A weekend hackathon to develop a short-course series book that fills a gap in the current ELT publishing market. Sponsored by X publisher. Winners will receive a deal for the publication of their product. What else can participants hope to get out of the hackathon? At the end of the hackathon, each group will pitch their concept and product.

Skills sharing, community building, new contacts, networking, practical experience, creating solutions.

What kind of hackers are we looking for? 

Complete rookies in materials development looking for a big break

Experienced authors looking to share or get involved in an exciting project

Experienced pros with project management, graphic design, product development or marketing experience

Editors with experience in ELT

 

6 thoughts on “ELT Hackathon

  1. eflnotes says:

    hi Dale

    some great points here, something to get conferences to think about in a very short format possibly? much like the lesson jam ideas?

    one thing that strikes me is looking at the field that hackathons grew from i.e. coding and how their tradition of openly sharing code may or may not contrast with traditions of ELT?

    teaching has always had a strong tradition of “liberating” shall we say published material but as ever it has been done in an underground way very rarely openly, can such a tradition be aligend with the hackathon roots?

    ta
    mura

    • dalecoulter says:

      Hi Mura,

      I hadn’t really considered if this would take a conference format or not. Come to think of it, it might be better in a local format, given the travel expenses and sign up fees involved in conferences – it could sideline some people.

      You’re right, the hackathon roots are coding and work along the lines of liberating.

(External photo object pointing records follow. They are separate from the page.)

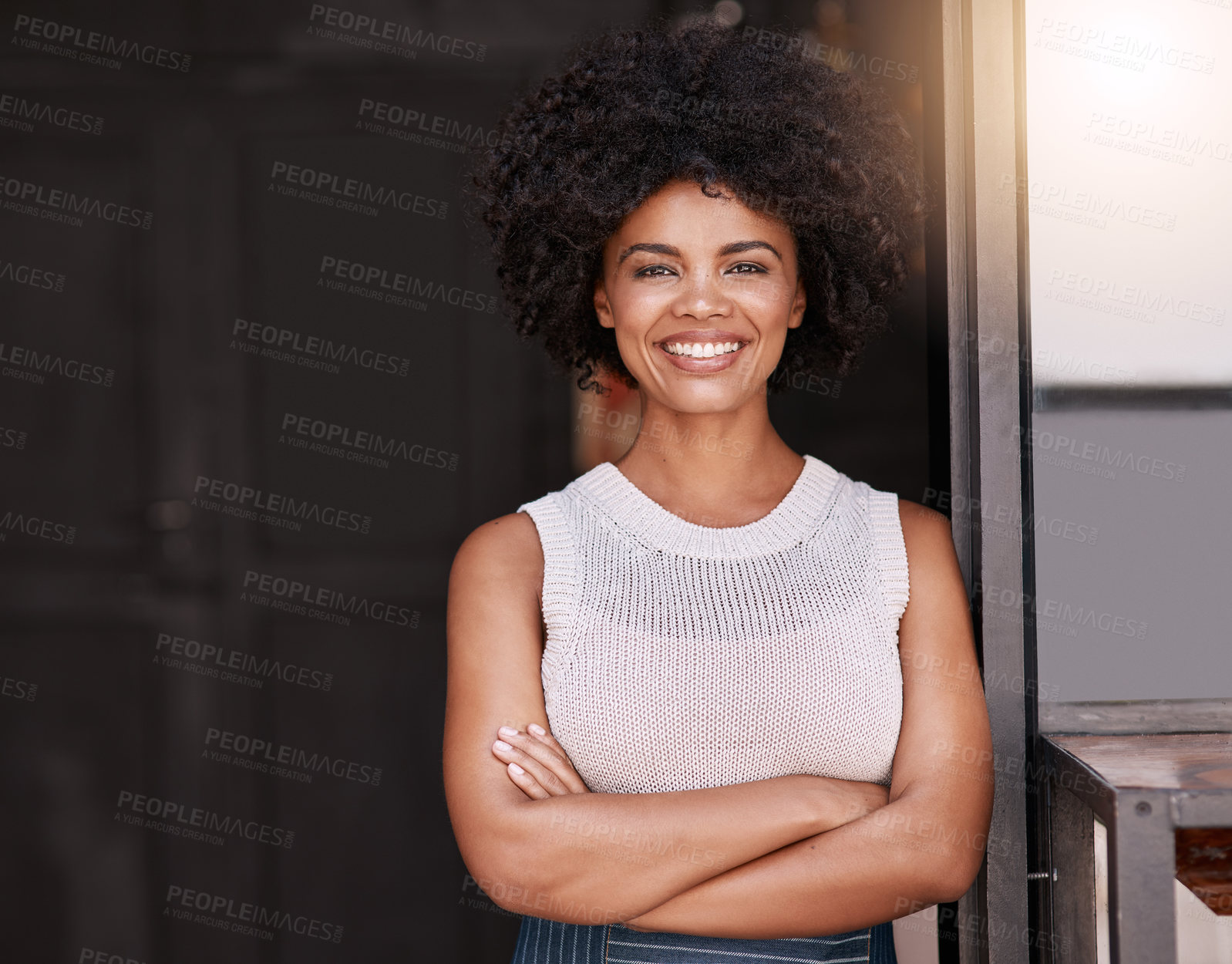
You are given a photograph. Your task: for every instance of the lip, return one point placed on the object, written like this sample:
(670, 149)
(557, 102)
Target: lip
(702, 334)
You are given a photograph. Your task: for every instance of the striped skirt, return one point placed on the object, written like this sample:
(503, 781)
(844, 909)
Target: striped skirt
(551, 942)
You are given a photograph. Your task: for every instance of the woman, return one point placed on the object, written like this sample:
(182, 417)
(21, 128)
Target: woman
(737, 741)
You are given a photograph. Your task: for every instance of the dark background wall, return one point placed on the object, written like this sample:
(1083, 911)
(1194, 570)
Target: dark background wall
(130, 591)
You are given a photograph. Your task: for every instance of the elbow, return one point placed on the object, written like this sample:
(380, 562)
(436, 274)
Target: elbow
(508, 877)
(950, 878)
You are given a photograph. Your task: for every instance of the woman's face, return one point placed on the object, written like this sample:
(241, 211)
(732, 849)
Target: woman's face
(702, 292)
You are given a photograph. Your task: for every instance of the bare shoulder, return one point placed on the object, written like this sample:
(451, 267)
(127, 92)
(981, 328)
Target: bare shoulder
(507, 546)
(927, 533)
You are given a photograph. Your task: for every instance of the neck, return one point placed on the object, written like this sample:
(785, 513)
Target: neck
(726, 467)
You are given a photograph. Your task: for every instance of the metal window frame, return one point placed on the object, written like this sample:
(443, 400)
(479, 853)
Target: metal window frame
(978, 47)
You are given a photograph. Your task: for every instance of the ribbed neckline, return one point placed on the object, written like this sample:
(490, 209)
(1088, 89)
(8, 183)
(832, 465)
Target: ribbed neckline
(793, 521)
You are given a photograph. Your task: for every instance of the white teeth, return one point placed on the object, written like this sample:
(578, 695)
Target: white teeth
(702, 349)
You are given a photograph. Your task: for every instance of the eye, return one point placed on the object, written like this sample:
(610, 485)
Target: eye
(649, 271)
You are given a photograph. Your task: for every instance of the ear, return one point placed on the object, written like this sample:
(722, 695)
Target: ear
(603, 308)
(797, 306)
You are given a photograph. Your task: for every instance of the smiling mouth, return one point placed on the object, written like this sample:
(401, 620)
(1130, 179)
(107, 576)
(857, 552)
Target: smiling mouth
(702, 349)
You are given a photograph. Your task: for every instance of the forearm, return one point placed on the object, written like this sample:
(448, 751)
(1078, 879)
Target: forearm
(597, 858)
(869, 871)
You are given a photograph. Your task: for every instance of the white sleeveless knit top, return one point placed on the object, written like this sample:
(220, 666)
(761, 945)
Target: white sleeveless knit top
(682, 656)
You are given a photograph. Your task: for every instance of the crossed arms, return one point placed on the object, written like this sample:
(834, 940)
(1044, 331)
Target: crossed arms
(795, 856)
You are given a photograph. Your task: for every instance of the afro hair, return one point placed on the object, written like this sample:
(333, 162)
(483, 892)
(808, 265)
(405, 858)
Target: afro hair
(632, 109)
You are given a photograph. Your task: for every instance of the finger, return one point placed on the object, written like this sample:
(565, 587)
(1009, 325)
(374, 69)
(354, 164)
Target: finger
(567, 772)
(517, 749)
(527, 783)
(556, 762)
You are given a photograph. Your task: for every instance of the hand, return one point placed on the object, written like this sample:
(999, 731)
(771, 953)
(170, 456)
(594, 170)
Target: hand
(536, 763)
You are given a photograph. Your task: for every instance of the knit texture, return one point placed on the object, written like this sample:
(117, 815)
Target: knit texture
(683, 656)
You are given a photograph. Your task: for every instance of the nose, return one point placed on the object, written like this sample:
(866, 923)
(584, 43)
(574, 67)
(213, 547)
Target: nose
(702, 296)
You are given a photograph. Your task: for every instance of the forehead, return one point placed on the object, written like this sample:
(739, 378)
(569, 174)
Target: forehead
(682, 210)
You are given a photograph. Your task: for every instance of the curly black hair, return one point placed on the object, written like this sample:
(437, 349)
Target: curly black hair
(632, 109)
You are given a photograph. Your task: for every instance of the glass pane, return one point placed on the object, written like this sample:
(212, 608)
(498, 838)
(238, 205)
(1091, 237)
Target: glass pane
(1129, 195)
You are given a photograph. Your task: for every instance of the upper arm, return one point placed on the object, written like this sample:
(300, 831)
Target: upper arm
(494, 634)
(945, 746)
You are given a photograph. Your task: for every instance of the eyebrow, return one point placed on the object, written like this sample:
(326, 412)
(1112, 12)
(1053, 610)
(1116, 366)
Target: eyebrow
(733, 248)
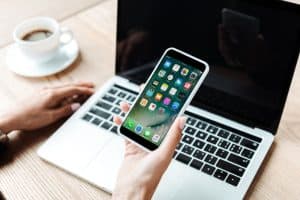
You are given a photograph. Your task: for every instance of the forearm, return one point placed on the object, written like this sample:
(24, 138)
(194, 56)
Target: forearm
(7, 124)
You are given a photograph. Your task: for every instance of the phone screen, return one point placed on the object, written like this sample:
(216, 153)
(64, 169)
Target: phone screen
(162, 99)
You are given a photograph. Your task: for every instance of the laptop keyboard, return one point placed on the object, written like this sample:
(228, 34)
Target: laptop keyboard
(212, 148)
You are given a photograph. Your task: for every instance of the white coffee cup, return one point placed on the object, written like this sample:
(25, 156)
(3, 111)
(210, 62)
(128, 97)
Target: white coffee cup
(45, 49)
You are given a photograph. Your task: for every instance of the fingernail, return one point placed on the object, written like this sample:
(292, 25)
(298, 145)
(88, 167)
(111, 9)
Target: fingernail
(182, 121)
(75, 106)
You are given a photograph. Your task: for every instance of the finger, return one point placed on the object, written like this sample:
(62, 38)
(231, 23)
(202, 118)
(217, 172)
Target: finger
(124, 106)
(65, 111)
(117, 120)
(172, 138)
(63, 93)
(142, 86)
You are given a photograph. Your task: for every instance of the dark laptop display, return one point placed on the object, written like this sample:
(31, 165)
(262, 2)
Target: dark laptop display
(251, 46)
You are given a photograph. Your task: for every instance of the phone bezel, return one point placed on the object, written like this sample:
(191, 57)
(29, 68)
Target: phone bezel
(185, 58)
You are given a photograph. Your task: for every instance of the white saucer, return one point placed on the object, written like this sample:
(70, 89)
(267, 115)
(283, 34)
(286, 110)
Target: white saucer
(24, 66)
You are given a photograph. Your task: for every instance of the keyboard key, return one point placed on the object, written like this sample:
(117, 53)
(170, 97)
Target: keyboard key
(190, 130)
(210, 148)
(199, 154)
(187, 139)
(121, 95)
(113, 91)
(103, 105)
(198, 144)
(106, 125)
(220, 174)
(87, 117)
(212, 139)
(235, 148)
(116, 110)
(238, 160)
(224, 144)
(119, 102)
(188, 149)
(100, 113)
(233, 180)
(196, 164)
(190, 121)
(211, 159)
(247, 153)
(239, 171)
(201, 125)
(109, 98)
(201, 135)
(235, 138)
(208, 169)
(250, 144)
(183, 158)
(114, 129)
(222, 153)
(179, 145)
(212, 129)
(224, 134)
(96, 121)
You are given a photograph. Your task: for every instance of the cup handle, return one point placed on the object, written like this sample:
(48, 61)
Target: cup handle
(66, 36)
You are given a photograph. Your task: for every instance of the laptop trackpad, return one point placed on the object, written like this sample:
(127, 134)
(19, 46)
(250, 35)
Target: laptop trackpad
(104, 169)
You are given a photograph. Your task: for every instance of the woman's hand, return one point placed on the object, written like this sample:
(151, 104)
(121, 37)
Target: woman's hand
(46, 107)
(141, 172)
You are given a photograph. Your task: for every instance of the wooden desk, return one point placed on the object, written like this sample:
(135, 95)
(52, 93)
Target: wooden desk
(24, 176)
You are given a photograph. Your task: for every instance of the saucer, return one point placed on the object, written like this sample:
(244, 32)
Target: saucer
(18, 63)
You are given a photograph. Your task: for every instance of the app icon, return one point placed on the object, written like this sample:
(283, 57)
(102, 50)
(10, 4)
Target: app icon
(167, 64)
(158, 96)
(150, 92)
(161, 110)
(155, 83)
(147, 133)
(172, 91)
(181, 95)
(130, 123)
(178, 82)
(152, 106)
(138, 129)
(170, 77)
(184, 71)
(175, 105)
(193, 75)
(161, 73)
(176, 67)
(167, 101)
(164, 87)
(187, 85)
(143, 102)
(155, 138)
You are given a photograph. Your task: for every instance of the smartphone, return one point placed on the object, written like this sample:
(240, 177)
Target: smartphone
(169, 90)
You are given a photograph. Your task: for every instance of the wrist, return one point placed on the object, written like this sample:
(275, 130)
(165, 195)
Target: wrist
(132, 193)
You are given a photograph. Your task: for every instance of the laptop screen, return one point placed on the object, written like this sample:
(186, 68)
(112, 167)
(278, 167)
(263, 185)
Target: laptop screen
(251, 46)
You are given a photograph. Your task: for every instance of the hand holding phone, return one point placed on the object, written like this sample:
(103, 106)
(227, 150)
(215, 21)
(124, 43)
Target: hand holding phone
(170, 88)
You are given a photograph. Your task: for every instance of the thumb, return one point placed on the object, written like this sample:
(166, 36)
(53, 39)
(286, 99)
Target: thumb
(66, 110)
(172, 138)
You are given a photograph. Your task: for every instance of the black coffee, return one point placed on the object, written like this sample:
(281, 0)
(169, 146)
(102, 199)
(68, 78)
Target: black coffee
(37, 35)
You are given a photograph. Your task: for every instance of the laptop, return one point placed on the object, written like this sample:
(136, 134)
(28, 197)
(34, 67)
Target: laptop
(252, 48)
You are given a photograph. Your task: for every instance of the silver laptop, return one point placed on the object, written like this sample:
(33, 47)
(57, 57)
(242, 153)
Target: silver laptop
(252, 48)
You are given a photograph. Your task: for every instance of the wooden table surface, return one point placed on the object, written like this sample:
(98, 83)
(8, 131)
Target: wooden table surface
(24, 176)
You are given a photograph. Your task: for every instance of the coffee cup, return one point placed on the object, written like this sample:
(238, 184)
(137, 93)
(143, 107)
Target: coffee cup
(40, 38)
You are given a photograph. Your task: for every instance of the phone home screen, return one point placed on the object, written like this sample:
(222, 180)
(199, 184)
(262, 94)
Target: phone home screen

What do you think about companies being accused of highjacking the roots for their own ends by focusing people on making solutions to their (or industry) problems?

      I see some similarity in the lesson jam idea and a hackathon. Its results are openly shared and it involves getting people together. Where I think it could develop from there is that the people get together to solve a real-life problem (the one I was involved with focused on designing a lesson around a concept). But that would only require a little tweaking or using a real set of students and their needs and you’re basically a lot closer to the concept.

      Cheers for stopping by and dropping in a few thoughts.